Research Outline

Digital Paid/Free Offerings Comparison

Goals

Drive understanding of the overall landscape of paid vs. free offerings globally by analyzing what users are willing to pay for, what digital offerings are successful in those markets, and what is expected to be free (vs. paid). This report should be global in focus and support understanding in countries including but not limited to Brazil, China, India, and Russia.

In order to do this, the report should provide top companies in various markets and a comparison of their paid and free digital offerings. Ideally the report should also include what offerings are common in those markets based on the summary (i.e., in China, it's common to pay for access to tv shows or X feature).

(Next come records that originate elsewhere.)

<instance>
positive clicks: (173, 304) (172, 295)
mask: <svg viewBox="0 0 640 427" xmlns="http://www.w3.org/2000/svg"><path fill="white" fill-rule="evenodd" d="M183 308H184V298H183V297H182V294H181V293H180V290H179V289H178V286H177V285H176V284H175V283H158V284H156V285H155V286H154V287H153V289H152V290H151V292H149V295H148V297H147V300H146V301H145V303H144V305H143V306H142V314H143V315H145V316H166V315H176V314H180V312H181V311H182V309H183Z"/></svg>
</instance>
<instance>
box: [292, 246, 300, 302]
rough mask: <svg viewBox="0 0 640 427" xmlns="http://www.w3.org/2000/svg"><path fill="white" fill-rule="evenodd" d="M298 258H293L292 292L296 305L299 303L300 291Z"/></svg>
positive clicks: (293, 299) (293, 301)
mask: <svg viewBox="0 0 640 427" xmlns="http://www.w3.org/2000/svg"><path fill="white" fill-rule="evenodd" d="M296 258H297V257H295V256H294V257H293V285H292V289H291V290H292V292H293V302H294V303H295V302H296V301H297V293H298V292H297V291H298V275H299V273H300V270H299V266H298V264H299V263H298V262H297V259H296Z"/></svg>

The report should be constrained to only the last ~2 years of offerings and the largest companies (likely tech or digital companies). Most information should be public on their websites, although prior press releases of offers that a company had but has since stopped offering should also be considered.


Early Findings

  • Revenue models include paid and free, but also "freemium". The paid revenue model dominates Southeast Asia, since a lot of young and upwardly mobile professionals are willing to pay for convenience and quality of life. The startups in Southeast Asia also have access to less VC funding and therefore need more support. However, this is risky since it takes a lot of money at the onset in order to expand, although lifetime customer value is high.
  • Freemium is usually used for B2B, or else for B2C companies that are seeking to monetize quickly. Consumers get basic functionality for free then can upgrade using a subscription fee for better features. It is usually more successful than limited-time trials. Tokopedia (Indonesia), HOOQ (Singapore) and Swingvy (Singapore) all use this.
  • Free generates revenue through advertising, and has been used by huge companies like WeChat (China) and Jio (India).
  • The top e-commerce markets (in terms of value) in the world, in descending order, are China, the United States, the United Kingdom, Japan, Germany, France, South Korea, Canada, Russia and Brazil.
  • The top apps by revenue globally are Netflix, Tinder, Tencent Video, Iqiyi, Pandora Music, Kwai, YouTube, Youku, Line, and HBO Now.
  • In China, the biggest ecommerce companies are owned by Alibaba (ie Taobao, Alibaba.com, Tmall, etc.) In the US, it is dominated by Amazon and eBay. In the UK, their biggest ecommerce sites are Amazon U.K., Argos and Play.com. Japan's biggest ecommerce platform is Rakuten. Germany has Amazon, eBay and Otto, France has Odigeo and Cdiscount (Amazon is also present but is not as big as those local players), South Korea has Gmarket and Coupang, Canada has Amazon and Costco, Russa's biggest online retailers are Ulmart, Citilink and Ozon, and finally, Brazil's local players MercadoLibre and B2W are the biggest in that market.


More on Brazil

  • According to The Global State of Digital in 2019 by Hootsuite, the top apps in Brazil (based on number of active users) are Whatsapp Messenger, Facebook Messenger, Instagram, Uber, Netflix, Spotify, Waze, Mercadolibre, and Banco Do Brasil .
  • The top apps in Brazil (based on revenue) are Netflix, Tinder, Playkids, Globo Play, Deezer, Google Drive, Happn, Whitebook, Linkedin, and Sing! By Smule .

More on China

  • According to The Global State of Digital in 2019 by Hootsuite, the top apps in China (based on number of active users) are WeChat, QQ, Alipay, Taobao, WiFi Master Key, Baidu, Tencent Video, Iqiyi, Amap, QQ Browser.
  • The top apps in Brazil (based on revenue) are Tencent Video, Iqiyi, Kwai, Youku, QQ, QQ Music, Momo, Xi Malaya FM, Wesing, and Tantan.